The vast legal and illegal inflow cuts wages for ordinary Americans, according to a May analysis by New York’s leading Wall Street firm, Goldman Sachs. The report suggested that 2.5 million foreign workers would cut roughly $100 billion from Americans’ wages, so boosting stock values by roughly $2 trillion.

Biden’s pro-migration, Cuban-born border chief. Alejandro Mayorkas previously exempted children, youths, and young men who claim to be younger than 18 from the border barrier.

MANDEL NGAN/AFP via Getty Images

U.S. President Joe Biden (L) and Homeland Security Alejandro Mayorkas (R) take part in a naturalization ceremony for new citizens ahead of Independence Day in the East Room of the White House in Washington, DC, on July 2, 2021. (MANDEL NGAN/AFP via Getty Images)

Mayorkas’ “Unaccompanied Alien Children” exemption has allowed many young job-seekers to walk through the border and has allowed illegal migrants in the United States to import their children and place them in overcrowded American schools.

Mayorkas has also helped single male migrants sneak across the border. For example, he diverts most border agents from border duties to instead help families get registered and transported to their destinations. Also, migrants who are caught crossing the border are often trucked back to Mexico — instead of being flown home — so they can try again a few days later.

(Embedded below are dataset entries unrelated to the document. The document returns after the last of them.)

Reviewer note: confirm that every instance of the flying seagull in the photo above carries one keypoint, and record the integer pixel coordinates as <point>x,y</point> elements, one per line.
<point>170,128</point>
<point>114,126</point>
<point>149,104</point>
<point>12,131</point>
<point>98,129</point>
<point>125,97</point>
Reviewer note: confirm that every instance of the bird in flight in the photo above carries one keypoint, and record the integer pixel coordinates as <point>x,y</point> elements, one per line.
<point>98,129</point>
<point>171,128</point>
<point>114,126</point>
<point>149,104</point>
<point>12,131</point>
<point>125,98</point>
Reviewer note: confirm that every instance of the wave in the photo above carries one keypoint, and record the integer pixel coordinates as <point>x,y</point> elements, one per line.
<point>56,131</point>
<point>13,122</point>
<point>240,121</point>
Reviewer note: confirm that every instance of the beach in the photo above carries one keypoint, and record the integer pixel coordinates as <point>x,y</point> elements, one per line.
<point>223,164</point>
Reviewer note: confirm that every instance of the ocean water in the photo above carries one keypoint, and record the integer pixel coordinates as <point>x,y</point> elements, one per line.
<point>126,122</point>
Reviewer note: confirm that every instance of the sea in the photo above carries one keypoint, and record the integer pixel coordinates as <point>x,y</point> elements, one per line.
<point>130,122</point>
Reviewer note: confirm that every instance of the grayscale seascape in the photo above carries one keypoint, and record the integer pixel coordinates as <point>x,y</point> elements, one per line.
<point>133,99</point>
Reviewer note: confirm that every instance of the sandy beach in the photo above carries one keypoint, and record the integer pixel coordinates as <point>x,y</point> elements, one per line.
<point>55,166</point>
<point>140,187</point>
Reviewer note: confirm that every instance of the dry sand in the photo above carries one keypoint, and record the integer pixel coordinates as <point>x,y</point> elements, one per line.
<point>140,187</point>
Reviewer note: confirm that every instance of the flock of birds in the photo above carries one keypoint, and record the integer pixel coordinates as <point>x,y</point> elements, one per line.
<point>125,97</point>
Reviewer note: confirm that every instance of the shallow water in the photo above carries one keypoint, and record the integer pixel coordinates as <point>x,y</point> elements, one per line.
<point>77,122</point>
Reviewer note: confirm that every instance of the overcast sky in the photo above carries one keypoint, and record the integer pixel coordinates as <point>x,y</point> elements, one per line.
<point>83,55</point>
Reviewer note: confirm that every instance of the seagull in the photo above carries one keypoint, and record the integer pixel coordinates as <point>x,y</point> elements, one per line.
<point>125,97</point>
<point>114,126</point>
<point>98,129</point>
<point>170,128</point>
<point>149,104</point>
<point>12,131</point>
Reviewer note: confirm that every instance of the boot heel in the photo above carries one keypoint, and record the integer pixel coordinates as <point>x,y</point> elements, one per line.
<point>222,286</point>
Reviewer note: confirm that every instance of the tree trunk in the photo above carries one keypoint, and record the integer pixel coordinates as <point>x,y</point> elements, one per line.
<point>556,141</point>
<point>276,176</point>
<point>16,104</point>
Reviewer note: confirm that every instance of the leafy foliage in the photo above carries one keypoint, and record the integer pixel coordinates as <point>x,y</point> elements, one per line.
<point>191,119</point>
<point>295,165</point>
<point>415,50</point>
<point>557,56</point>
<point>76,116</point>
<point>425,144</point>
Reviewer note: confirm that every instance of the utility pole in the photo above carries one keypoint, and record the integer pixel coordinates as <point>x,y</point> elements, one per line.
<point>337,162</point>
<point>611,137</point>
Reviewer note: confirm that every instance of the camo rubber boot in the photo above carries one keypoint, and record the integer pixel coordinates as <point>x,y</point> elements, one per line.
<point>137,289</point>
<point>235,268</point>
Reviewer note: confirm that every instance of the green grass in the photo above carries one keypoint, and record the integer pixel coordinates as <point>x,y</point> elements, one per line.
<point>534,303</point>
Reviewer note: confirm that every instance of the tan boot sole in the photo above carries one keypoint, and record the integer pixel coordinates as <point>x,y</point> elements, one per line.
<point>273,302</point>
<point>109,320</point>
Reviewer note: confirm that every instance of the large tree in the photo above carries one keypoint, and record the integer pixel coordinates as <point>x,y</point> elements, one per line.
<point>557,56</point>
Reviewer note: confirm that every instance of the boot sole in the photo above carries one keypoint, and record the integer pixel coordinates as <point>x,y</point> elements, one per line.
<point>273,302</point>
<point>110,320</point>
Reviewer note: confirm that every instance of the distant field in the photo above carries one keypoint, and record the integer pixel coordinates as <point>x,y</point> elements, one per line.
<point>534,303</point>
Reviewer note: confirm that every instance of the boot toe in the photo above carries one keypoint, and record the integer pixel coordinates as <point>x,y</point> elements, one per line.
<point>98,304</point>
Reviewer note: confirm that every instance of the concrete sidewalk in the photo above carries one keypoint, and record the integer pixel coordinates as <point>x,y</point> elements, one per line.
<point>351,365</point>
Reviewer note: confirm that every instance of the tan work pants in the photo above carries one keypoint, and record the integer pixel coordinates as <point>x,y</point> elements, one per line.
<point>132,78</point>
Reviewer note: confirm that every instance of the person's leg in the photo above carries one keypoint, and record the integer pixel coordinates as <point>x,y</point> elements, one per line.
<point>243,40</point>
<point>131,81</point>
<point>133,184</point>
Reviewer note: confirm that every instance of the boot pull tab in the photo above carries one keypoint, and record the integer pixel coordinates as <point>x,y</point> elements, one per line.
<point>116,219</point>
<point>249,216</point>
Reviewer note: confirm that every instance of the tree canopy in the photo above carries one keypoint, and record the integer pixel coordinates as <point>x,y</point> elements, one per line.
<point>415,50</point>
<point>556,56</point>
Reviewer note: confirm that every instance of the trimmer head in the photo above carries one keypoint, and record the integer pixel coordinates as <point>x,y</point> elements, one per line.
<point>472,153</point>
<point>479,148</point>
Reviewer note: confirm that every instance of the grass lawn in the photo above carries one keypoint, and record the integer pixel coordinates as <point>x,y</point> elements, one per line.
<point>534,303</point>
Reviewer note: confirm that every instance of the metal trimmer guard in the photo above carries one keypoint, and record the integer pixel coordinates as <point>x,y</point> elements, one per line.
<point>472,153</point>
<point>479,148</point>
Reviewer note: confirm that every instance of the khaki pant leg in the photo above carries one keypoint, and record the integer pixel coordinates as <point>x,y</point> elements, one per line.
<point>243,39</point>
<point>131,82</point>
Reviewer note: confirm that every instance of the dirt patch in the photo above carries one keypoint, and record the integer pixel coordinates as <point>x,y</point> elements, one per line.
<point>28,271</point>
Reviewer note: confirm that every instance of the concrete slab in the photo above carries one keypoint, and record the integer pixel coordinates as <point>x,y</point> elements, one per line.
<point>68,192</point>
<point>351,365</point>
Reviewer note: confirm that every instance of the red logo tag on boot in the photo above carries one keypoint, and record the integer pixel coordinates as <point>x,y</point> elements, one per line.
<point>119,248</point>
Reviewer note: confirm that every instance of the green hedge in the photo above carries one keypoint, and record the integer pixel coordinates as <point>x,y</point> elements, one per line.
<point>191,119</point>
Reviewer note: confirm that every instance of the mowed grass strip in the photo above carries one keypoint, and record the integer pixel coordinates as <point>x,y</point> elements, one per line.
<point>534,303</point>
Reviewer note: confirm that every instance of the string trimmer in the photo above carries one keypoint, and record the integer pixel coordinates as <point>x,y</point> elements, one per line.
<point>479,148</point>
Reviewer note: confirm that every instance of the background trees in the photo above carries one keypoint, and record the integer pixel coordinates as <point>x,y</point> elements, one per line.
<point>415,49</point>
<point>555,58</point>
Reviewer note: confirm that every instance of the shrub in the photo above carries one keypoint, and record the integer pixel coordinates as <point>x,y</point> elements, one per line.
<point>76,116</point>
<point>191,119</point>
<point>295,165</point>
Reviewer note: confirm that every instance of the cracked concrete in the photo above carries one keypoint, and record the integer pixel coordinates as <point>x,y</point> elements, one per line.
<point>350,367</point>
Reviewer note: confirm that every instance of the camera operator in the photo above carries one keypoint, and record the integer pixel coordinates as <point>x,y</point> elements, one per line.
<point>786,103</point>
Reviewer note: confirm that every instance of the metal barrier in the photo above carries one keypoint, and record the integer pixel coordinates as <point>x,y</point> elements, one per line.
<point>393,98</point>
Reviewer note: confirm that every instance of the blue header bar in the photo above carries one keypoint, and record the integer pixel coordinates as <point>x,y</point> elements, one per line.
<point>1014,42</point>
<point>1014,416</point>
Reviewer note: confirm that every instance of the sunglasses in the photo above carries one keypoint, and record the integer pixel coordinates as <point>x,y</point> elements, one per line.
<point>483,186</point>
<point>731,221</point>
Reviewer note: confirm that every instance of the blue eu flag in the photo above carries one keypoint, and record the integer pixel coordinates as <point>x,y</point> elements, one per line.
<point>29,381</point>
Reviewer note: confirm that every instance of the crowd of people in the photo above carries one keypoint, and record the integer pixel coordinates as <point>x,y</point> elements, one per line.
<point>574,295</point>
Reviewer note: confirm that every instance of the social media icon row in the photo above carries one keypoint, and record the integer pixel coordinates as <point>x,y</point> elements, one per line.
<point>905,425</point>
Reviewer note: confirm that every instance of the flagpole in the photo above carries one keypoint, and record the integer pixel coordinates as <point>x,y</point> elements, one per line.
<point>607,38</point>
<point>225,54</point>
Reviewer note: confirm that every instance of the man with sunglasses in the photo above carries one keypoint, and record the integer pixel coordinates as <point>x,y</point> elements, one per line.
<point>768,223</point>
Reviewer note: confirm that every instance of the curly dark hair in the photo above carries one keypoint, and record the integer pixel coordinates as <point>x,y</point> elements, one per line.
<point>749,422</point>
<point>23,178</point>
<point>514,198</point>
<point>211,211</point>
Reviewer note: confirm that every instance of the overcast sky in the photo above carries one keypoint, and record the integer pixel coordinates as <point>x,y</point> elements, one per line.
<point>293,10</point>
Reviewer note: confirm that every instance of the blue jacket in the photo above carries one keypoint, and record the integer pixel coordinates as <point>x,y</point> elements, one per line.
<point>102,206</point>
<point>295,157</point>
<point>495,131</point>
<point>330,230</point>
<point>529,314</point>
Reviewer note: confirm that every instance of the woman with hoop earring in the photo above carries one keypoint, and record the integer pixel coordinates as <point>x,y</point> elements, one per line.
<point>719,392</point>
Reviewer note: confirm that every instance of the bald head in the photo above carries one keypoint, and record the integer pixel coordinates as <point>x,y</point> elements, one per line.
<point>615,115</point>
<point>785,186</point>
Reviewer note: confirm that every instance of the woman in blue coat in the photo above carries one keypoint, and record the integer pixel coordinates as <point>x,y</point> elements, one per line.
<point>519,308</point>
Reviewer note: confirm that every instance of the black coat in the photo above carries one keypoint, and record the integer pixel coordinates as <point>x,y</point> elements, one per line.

Roughly 60,000 migrants sneak across the border each month.

The migrants are coming to work partly because U.S. jobs pay far more than jobs in their poor, autocratic countries, such as Cuba or Nicaragua.

In May 2021, Reuters described one of Mayorkas’s imported workers, a Guatelaman migrant named Nicolas. Under Mayorkas’ watch, Nicolas tried six times to sneak into the United States and each time was returned by Mayorkas to the five-yard line in Mexico instead of to his home 2,000 miles away. But Nicolas’s desperation guided him over Mayorkas’s obstacle course, according to Reuters:

“I thought, ‘I cannot return to Guatemala. I’m going to fight,” Nicolas said, remembering the promise to provide for his three children and wife. He had used her land as collateral to pay for the trip.

But the migrant brings their poverty with them by allowing U.S. employers to cut wages, ignore heartland communities, minimize technology investments, and boost investors’ wealth.

Also, Mayorkas is refusing to deport migrants caught in the interior unless they have been found guilty of violent crimes.

Mayorkas is also laying the bureaucratic groundwork to bar border agents from chasing coyotes’ cars as they carry illegal migrants north from the border. The Associated Press reported on May 24: “Shaw Drake, an attorney for the ACLU of Texas, said the policy review was “certainly a welcome step in the right direction” but that it was difficult to comment without specifics.”